A prevalent factor to Mrs. Jones’s striking impression is her hefty appearance. This can be shown through many excerpts throughout the story. One of these being, “She was a large woman with a large purse that had everything in it” (Hughes 120). This gives the assumption that she is a very bulky, and intimidating lady. Also, because of her purse with everything in it, one could envision it containing some type of weapon like a brick or some brass knuckles. But remember, Mrs. Jones’s appearance is only the beginning of her frightening demeanor.
As well, her beastly actions also play a very large role in her scary mein. Take for example page 122, where we see that, “The large woman [,Mrs.Luella Bates Washington Jones,] simply turned around and kicked him right square in his blue jean sitter.” Showing that she isn’t only somewhat muscular, but that she is a person that you really don’t want to mess with. Another example of her beefyness, is when it says, “Then she reached down, picked the boy up by his shirt front, and shook him until his teeth rattled” (122). Also, “The woman still had him by the neck in the middle of her room” (122). The image given here just doesn’t look right. As scary as that already is, this “action-packed-factor-of Mrs.-Jones’s-character” only halfway exemplifies Mrs. Jones’s intimidating individuality.

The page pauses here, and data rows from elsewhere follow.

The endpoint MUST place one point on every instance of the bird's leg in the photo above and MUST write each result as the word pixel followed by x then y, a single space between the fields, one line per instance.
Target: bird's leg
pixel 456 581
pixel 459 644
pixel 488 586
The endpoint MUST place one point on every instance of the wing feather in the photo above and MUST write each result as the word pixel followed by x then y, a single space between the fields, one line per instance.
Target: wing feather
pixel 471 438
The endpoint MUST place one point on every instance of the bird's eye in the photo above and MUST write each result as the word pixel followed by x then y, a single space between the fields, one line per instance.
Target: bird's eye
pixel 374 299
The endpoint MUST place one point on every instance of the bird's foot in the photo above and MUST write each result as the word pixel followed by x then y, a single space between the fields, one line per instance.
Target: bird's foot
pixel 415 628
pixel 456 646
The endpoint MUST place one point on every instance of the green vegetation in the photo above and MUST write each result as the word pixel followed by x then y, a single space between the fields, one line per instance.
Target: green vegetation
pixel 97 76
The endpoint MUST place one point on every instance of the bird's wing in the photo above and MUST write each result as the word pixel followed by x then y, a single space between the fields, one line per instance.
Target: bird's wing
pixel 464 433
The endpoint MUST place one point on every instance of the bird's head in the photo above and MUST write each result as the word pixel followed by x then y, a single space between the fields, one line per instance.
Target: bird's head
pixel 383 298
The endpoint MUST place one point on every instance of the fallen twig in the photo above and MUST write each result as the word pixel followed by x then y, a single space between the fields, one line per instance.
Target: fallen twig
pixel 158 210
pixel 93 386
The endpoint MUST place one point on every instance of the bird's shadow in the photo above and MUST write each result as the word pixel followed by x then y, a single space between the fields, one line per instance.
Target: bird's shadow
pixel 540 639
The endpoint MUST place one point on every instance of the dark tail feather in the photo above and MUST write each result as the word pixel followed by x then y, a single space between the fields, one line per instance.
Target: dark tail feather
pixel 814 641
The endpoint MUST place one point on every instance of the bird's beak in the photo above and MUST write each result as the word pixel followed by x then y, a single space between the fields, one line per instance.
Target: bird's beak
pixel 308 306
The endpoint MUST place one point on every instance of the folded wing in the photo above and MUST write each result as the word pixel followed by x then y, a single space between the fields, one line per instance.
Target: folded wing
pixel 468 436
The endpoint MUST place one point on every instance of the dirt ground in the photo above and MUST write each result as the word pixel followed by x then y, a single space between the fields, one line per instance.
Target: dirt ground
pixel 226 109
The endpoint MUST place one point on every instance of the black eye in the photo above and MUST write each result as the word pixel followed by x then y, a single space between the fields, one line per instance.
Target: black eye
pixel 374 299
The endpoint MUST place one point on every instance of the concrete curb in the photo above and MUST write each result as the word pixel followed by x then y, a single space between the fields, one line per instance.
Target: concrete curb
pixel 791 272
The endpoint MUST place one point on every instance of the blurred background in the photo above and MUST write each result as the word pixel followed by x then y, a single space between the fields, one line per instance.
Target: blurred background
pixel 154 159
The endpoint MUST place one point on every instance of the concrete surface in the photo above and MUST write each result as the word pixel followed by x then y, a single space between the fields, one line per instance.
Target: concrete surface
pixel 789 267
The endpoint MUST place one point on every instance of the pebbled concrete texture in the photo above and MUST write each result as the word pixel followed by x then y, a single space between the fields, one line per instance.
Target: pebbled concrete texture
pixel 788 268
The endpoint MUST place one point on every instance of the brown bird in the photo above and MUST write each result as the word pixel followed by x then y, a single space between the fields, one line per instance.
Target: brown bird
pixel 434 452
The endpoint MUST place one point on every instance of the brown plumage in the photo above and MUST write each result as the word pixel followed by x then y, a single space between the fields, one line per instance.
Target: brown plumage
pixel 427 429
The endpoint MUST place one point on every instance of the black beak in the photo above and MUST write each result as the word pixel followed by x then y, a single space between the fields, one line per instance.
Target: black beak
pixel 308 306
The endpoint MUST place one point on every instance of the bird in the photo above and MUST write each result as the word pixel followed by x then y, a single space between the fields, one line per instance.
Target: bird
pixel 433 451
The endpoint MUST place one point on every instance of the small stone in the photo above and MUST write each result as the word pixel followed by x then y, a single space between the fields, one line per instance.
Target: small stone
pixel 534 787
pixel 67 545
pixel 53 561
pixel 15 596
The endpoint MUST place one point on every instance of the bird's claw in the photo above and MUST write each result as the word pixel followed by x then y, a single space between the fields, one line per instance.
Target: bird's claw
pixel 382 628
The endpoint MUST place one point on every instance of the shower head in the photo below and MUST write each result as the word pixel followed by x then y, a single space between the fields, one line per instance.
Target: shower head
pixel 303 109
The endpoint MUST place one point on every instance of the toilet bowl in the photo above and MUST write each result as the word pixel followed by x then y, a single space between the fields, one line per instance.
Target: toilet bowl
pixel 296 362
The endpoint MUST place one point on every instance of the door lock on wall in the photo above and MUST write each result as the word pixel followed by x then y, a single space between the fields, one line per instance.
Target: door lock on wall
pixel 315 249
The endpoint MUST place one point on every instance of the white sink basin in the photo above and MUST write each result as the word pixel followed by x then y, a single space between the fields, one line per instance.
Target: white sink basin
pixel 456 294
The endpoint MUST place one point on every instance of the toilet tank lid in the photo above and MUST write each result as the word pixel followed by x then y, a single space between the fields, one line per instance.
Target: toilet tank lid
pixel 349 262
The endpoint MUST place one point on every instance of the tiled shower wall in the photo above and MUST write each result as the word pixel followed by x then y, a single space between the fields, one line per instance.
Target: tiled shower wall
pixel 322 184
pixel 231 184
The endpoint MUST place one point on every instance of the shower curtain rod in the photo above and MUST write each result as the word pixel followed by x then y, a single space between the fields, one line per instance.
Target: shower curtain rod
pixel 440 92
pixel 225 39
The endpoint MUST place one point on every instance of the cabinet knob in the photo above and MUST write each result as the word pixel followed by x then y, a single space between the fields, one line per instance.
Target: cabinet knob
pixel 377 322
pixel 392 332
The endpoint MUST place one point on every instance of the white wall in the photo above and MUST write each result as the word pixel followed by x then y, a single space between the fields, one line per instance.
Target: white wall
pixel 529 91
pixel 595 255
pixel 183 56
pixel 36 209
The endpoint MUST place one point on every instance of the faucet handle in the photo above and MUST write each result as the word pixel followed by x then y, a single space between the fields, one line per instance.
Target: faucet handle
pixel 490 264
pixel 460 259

Furthermore, her speech could also encourage the thought that she is a large spooky woman, but it also could be taken that she has killed someone, or is going to kill someone. One of the most significant passages is, “I have done things, too, which I would not tell you” (124). This gives the notion that maybe she has killed someone. Along with that, there’s this, “Then I won’t turn you loose” (122). This gives the same impression as above, only this time it seems that she might do these actions to Roger. Mrs. Jones’s speech however, mainly encourages her alarming nature.
Lastly, the other character’s thoughts in this story reveal Mrs. Jones’s immense impression even further. Through the thoughts of others, one could perceive that Mrs. Jones is a large, almost bully like woman. A blunt instance that showcases this is when Roger has an opportunity to escape, but didn’t, “Roger looked at the door- looked at the woman- looked at the door-and went to the sink.” (122). Through this, the reader could suppose that Roger has a fearful attitude towards Mrs. Jones, and is afraid of taking the risk of trying to escape. Other character’s thoughts play an important role in explaining a character’s identity, in this case it would be explaining the frightening-ness Mrs. Jones.

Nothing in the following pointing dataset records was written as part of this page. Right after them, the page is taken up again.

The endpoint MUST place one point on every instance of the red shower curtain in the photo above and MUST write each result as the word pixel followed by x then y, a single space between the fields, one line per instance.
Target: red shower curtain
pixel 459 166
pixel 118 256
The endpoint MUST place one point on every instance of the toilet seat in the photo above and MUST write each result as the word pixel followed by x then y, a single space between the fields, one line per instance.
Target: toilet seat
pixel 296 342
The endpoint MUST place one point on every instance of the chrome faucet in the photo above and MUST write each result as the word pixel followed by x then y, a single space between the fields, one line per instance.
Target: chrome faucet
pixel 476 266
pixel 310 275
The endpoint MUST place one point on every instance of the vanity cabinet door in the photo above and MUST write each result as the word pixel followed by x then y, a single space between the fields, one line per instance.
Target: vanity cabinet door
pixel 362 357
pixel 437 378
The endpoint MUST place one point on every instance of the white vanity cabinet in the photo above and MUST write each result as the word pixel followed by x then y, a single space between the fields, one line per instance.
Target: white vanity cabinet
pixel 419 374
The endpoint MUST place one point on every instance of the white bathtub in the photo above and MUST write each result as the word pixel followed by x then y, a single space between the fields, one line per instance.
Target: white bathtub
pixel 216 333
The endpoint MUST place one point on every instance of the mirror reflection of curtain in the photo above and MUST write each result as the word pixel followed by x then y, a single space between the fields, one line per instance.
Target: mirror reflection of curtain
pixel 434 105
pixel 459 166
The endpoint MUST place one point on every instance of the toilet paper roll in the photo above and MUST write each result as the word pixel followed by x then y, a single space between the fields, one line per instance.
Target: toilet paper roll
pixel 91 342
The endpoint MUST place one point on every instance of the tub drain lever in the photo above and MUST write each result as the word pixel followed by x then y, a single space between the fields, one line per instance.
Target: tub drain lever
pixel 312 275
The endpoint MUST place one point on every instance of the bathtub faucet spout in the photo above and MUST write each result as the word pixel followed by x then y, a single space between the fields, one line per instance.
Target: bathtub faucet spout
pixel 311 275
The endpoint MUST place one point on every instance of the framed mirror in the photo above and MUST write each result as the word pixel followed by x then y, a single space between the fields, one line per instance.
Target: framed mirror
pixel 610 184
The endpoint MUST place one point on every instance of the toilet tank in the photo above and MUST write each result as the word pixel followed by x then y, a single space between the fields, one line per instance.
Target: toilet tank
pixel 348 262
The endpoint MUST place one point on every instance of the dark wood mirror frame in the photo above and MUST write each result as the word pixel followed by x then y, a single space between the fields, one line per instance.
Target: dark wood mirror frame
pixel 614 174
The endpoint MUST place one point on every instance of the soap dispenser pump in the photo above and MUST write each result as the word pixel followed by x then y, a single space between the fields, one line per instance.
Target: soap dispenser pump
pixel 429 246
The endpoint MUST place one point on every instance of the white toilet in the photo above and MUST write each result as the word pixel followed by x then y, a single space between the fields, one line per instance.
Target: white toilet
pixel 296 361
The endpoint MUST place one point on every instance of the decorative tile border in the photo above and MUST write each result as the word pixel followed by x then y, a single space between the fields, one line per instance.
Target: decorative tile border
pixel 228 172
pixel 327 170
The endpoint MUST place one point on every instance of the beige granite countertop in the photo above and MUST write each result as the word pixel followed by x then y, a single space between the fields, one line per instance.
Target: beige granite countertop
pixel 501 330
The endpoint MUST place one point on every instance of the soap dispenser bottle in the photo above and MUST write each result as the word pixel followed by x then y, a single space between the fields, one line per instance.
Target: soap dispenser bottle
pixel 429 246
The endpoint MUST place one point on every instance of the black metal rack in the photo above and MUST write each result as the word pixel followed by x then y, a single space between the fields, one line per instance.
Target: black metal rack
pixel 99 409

In conclusion, it is undoubtable that the character, Mrs. Luella Bates Washington Jones is a frightening lady. This is shown through her large appearance that displays an outward image of an intimidating and daunting woman. Another facet of this is her thug like actions, this again touches on the point that Mrs. Jones is someone you really don’t want to fool with. Her intimidating speech also shows the point that Mrs. Jones is scary, but also tells us that she might pursue or has already done things that are not appropriate. And last, but not least, other characters’ reflections of Mrs. Jones, this showcases the fact that people have a fearful attitude towards her. So after seeing how Mrs. Jones handled this encountered, what would you do if the same incident were to happen to you?
Work Cited List
Hughes,Langston. “Thank You Ma’am.” Elements of Literature: Third Course. Austin: Holt, Rinehart and Winston, 2000.